El Bayern Munich alcanzó una cifra histórica en la presente temporada: su tridente ofensivo llegó a los 100 goles combinados en todas las competiciones. El dato cobra aún más relevancia porque la marca se selló en un partido de máxima exigencia, la ida de las semifinales de la UEFA Champions League frente al Paris Saint-Germain, donde Harry Kane, Michael Olise y Luis Díaz anotaron, pese a la derrota del conjunto alemán.
El desglose de la cifra refleja el peso individual de cada jugador en la temporada: Kane lidera con 54 goles, Olise aporta 26 y Luis Díaz completa la cuenta con 20 anotaciones, consolidando un tridente que ha sido determinante en todas las competencias.
La comparación con otros grandes equipos de Europa es contundente. El Real Madrid, con Kylian Mbappé, Vinicius Jr. y Federico Valverde, suma 69 goles, muy lejos del registro del Bayern.
Por su parte, el FC Barcelona aparece en el tercer lugar con 62 anotaciones gracias a la producción ofensiva de Lamine Yamal, Raphinha y Ferran Torres, también por debajo de la marca del conjunto alemán.

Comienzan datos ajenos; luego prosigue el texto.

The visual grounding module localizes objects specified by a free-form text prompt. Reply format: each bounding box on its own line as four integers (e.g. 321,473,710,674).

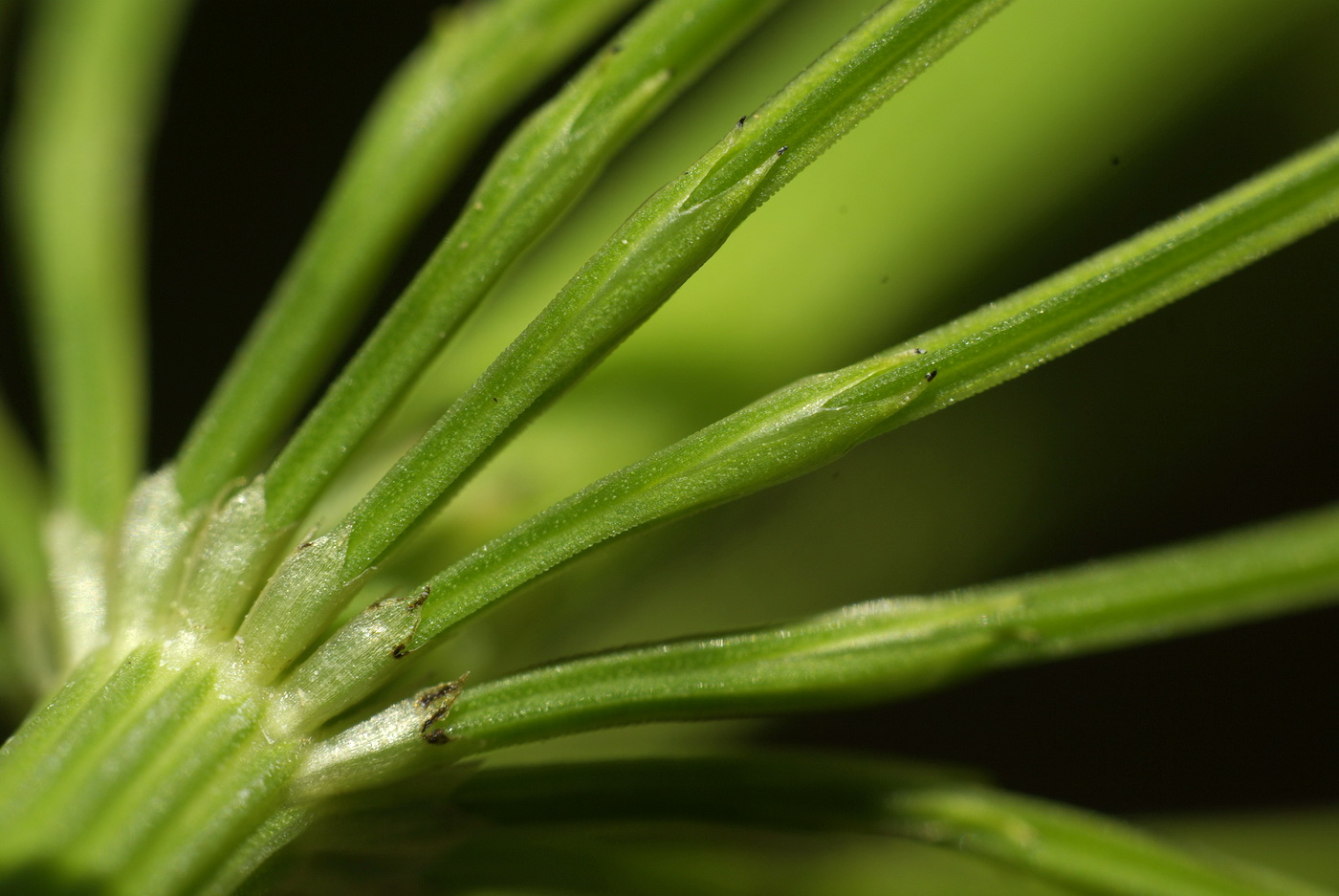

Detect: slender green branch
452,754,1329,896
390,123,1339,646
11,0,187,531
255,0,779,526
335,0,1007,578
178,0,633,509
441,508,1339,753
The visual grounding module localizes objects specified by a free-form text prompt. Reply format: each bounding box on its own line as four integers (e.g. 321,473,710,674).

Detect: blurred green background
0,0,1339,893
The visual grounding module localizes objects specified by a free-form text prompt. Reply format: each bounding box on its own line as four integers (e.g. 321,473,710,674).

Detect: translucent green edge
178,0,636,509
255,0,779,528
10,0,188,531
442,508,1339,755
0,399,54,706
452,754,1331,896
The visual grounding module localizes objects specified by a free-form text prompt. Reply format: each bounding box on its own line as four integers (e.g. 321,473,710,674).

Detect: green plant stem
0,388,55,702
390,123,1339,646
436,508,1339,753
11,0,188,532
335,0,1007,578
255,0,779,526
0,645,308,896
178,0,633,509
452,754,1329,896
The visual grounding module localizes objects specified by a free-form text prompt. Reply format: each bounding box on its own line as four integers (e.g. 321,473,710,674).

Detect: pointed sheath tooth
268,589,429,732
175,477,291,639
292,672,469,801
235,528,371,683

La diferencia es clara: el Bayern supera ampliamente a los otros grandes ataques del continente, con una ventaja superior a los 30 goles sobre sus competidores más cercanos.
Además, llama la atención que el Paris Saint-Germain, rival directo en semifinales de Champions, no figure entre los primeros lugares del ranking, a pesar de contar con un frente ofensivo de alto nivel.
Gran parte del éxito del Bayern radica en la complementariedad de sus atacantes. Kane es el referente de área y goleador principal, Olise aporta creatividad y desequilibrio, mientras que Luis Díaz se ha consolidado como una pieza clave por su velocidad, intensidad y capacidad para romper líneas defensivas.
El colombiano, además, ha sido determinante en partidos de alto nivel, manteniendo regularidad tanto en liga como en Champions, lo que lo posiciona como uno de los jugadores más influyentes del equipo en la temporada.
Con estos números, el Bayern no solo presume el mejor ataque de Europa, sino que también se consolida como uno de los grandes candidatos al título continental, impulsado por un tridente que marca diferencia en cada partido.